The debate over Medicaid has dominated this year’s Arkansas legislative session.
The most viable option seeking to garner the 75 percent support required is a compromise solution that includes some elements of the expansion of Medicaid, but instead forms a federally-subsidized private option for those in the 100 percent to 133 percent of poverty level.
While many Arkansas Republicans leaders, including House Speaker Davy Carter and Senate Pro Temp Michael Lamoureux, have come out in support of the plan, at least one Republican Arkansas Congressman has come out in opposition.
“Arkansas state legislative leaders are doing their best to make lemonade out of lemons, and I applaud them for taking the initiative to cope with a bad situation,” wrote Congressman Rick Crawford in a press release on Tuesday. “However, I feel the Arkansas Plan, which can only receive temporary approval at best, is destined to worsen the fiscal outlook for our state.
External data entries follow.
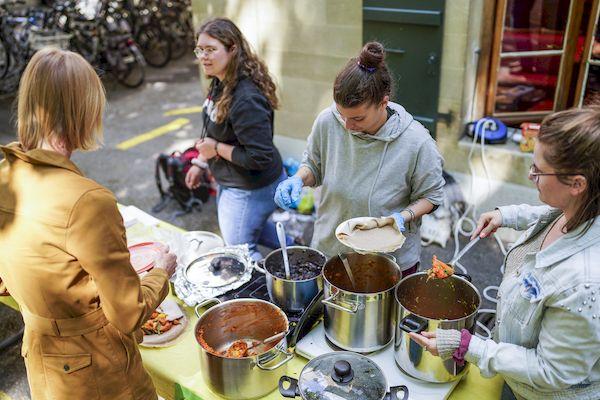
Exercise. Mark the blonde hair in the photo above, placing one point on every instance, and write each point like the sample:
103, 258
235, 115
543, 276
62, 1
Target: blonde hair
60, 98
572, 140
As the reality of ObamaCare’s unsustainable and skewed funding formula becomes the subject of review as Congress grapples with the national debt crisis, states that sign up for ObamaCare, even under waivers, will find themselves caught between a rock and a hard place.”
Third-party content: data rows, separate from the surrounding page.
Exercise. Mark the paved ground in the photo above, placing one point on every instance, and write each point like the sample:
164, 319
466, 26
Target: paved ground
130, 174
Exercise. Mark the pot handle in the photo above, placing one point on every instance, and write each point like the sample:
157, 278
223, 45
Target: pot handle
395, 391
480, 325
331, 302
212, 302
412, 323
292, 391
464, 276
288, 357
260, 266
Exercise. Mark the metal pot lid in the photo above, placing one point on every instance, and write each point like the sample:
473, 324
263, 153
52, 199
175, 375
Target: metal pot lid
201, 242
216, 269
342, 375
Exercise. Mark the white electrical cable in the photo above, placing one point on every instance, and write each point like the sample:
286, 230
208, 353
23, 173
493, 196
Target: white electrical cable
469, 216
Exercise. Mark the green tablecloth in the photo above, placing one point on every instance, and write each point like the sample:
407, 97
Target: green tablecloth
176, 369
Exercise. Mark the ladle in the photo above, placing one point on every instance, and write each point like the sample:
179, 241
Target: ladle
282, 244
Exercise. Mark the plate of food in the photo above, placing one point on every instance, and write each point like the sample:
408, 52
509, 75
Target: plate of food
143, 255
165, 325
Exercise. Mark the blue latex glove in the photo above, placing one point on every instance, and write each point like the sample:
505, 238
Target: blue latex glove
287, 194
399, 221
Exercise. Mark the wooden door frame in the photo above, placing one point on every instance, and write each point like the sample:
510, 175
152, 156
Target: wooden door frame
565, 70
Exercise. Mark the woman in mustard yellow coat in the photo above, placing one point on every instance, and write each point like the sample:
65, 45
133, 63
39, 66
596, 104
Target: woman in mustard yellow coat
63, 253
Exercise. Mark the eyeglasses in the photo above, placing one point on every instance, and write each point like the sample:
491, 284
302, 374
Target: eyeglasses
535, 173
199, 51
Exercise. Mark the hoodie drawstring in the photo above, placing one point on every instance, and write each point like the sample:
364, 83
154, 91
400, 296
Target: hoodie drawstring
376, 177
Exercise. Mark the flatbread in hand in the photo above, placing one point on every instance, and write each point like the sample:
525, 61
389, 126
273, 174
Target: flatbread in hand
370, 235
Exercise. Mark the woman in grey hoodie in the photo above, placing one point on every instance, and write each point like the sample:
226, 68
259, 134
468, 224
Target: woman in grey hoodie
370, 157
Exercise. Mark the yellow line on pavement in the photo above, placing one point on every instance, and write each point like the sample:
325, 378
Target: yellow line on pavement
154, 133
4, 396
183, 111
Crawford cautioned that the program would be hard to stop in the future once it is implemented, and instead he suggested state legislators ask Congress to delay implementation of ObamaCare.
“Isn’t it the height of recklessness to add $1.3 trillion in new entitlement spending in the middle of a debt crisis?” asked Crawford. “I encourage all state legislators who are concerned about our nation’s debt crisis to set aside the Arkansas Plan and call on Congress to delay the multi-trillion-dollar ObamaCare entitlement program.”
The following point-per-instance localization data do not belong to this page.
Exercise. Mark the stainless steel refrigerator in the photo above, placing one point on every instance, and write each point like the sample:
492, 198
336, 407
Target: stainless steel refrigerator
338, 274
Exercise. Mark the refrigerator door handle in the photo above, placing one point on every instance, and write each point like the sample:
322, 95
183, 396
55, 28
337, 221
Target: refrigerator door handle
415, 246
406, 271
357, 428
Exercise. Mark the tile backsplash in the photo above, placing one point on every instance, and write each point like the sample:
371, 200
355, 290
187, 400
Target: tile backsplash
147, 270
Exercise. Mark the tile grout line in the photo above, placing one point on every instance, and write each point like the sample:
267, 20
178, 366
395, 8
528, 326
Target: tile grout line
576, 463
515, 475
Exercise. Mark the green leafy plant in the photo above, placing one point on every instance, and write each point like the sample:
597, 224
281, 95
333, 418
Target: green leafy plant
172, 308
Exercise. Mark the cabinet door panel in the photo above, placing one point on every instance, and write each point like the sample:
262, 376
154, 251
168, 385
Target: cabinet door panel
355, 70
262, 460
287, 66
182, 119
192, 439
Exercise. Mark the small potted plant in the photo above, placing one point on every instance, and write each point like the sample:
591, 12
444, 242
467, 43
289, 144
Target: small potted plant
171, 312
I will note here my column from last week where I praised the Arkansas legislature’s ability to work together which stands in stark contrast to Washington’s inability to accomplish much of anything. Although Crawford’s opposition could provide some cover for those on the fence – especially those in his district – to oppose the plan, the initial response seems to indicate that state legislators are not anxious to take advice from Washington D.C.
“The U.S. Congress gave us ObamaCare,” responded Speaker Carter this afternoon. “The Arkansas legislature has led the fight against ObamaCare and turned a losing hand into a winning one. A vote for the private option in Arkansas is a vote against ObamaCare.”
You might ask why these state legislators would take much if any advice from anyone in Washington, which fair or not, Crawford is a part of.